Roswall ha ribadito il valore fondante della libertà personale come pilastro dell’Unione: "L’Ue è costruita su valori che tutti noi sosteniamo: lo stato di diritto, la libertà delle persone e il diritto di amare chi si vuole. Questi principi sono il cuore dell’Unione".

Pur ammettendo di non voler dire agli altri cosa fare, ha sottolineato che marciare per questi diritti è pienamente coerente con la missione dell’Ue: "Io stessa ho partecipato a molti Pride, anche se solo a Stoccolma".

Una donna regge uno striscione con la scritta “Abbasso il governo fascista” per protesta contro la nuova legge che vieta gli eventi del Pride Lgbtq+ a Budapest, 1 maggio 2025
Una donna regge uno striscione con la scritta “Abbasso il governo fascista” per protesta contro la nuova legge che vieta gli eventi del Pride Lgbtq+ a Budapest, 1 maggio 2025 AP Photo

La posizione della Commissione, tuttavia, è più cauta. Una fonte interna ha riferito a Euronews che è improbabile una partecipazione ufficiale dei commissari europei al Pride di Budapest, temendo che la loro presenza possa essere interpretata dal governo ungherese come una provocazione. "Credo che la presenza di alti funzionari di Bruxelles farebbe il gioco di Orbán", ha affermato la fonte, evocando lo spettro di accuse di interferenze da parte dell’Ungheria.

Il fronte legale e la reazione degli Stati membri

Dal punto di vista giuridico, però, la questione è tutt’altro che chiusa. Secondo molti esperti e diversi governi dell’Unione, la Commissione europea ha l’obbligo di proteggere i diritti fondamentali sanciti dall’articolo 2 del Trattato sull’Unione europea, che include la tutela delle minoranze, la libertà di espressione e il diritto di riunione pacifica.

In questa direzione si è mossa una coalizione di 17 Stati membri, guidata dai Paesi Bassi, che ha firmato una dichiarazione di ferma condanna contro la decisione ungherese. Il testo esprime "preoccupazione per le implicazioni di queste misure sulla libertà di espressione, il diritto di riunione pacifica e il diritto alla privacy".
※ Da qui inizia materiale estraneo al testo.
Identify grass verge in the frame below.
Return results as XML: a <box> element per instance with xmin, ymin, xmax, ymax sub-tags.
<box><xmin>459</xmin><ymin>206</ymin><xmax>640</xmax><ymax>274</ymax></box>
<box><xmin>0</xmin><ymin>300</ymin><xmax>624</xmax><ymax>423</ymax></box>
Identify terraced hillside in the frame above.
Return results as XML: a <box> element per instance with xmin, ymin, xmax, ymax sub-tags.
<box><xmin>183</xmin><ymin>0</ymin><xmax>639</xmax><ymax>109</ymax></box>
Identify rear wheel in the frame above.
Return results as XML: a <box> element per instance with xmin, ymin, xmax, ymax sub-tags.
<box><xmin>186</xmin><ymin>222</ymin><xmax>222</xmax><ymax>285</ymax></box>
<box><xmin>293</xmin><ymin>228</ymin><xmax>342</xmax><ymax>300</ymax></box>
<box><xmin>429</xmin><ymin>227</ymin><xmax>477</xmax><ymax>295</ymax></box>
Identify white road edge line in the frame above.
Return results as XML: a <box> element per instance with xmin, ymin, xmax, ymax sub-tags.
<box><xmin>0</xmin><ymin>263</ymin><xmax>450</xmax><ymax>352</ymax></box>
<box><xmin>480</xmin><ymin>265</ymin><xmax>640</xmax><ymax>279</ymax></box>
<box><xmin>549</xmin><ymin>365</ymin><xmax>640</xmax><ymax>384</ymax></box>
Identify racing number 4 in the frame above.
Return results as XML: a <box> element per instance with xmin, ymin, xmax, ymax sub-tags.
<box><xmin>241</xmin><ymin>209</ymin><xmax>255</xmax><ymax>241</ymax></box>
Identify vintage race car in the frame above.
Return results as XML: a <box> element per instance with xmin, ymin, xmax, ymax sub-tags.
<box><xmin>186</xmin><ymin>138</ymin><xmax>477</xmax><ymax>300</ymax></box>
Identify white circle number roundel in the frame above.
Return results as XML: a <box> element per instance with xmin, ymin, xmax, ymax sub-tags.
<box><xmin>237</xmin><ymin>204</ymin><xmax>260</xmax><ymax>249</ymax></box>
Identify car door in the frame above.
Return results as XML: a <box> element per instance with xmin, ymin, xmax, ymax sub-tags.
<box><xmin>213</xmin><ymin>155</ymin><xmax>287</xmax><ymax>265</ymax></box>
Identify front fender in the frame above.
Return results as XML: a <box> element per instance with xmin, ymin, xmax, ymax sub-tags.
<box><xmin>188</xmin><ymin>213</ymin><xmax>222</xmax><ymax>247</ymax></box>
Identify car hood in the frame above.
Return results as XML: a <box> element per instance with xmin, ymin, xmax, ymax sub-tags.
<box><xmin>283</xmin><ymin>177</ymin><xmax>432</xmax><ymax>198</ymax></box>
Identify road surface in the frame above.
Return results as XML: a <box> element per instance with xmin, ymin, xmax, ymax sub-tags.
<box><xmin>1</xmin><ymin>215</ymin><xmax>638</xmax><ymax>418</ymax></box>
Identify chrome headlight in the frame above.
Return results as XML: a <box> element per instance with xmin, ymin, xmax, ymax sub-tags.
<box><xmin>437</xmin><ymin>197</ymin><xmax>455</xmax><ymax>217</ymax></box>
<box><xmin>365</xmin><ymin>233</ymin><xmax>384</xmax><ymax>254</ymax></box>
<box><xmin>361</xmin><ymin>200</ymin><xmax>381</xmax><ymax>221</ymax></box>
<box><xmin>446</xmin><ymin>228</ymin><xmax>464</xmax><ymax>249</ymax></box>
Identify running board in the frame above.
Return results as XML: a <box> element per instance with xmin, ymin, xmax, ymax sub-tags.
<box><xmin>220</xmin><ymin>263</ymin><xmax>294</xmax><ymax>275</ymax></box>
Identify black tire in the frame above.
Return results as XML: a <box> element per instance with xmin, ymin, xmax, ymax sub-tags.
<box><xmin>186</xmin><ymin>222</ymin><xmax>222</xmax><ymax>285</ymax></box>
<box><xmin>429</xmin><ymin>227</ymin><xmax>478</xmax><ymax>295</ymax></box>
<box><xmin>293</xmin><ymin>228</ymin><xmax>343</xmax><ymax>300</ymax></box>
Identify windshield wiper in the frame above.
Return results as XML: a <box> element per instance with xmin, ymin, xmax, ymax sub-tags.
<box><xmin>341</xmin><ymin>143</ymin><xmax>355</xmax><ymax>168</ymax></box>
Anche il commissario europeo per la Giustizia e lo Stato di diritto, Michael McGrath, è intervenuto sul tema, definendo "fondamentale" il diritto di manifestare pubblicamente. Ha inoltre respinto l’argomento portato avanti dal Parlamento ungherese secondo cui le parate del Pride rappresenterebbero una minaccia per i minori.

Il primo ministro ungherese Viktor Orbán a Tirana, 16 maggio 2025
Il primo ministro ungherese Viktor Orbán a Tirana, 16 maggio 2025 AP Photo

Nonostante il divieto, la parata del Pride di Budapest è attualmente confermata per il prossimo 28 giugno, in aperta sfida alla normativa imposta da Orbán. Mentre diversi eurodeputati hanno già annunciato la propria intenzione di partecipare all’evento, nessun commissario europeo ha finora confermato la propria presenza ufficiale.

Roswall, dal canto suo, pur non dichiarando se sarà presente, ha lasciato intendere il proprio appoggio morale e politico: «Non dico alle persone cosa fare, ma questo è ciò in cui credo davvero. E questo è anche il cuore dell’Unione Europea».

Un cuore, quello europeo, sempre più chiamato a scegliere tra la neutralità diplomatica e la difesa attiva dei diritti civili.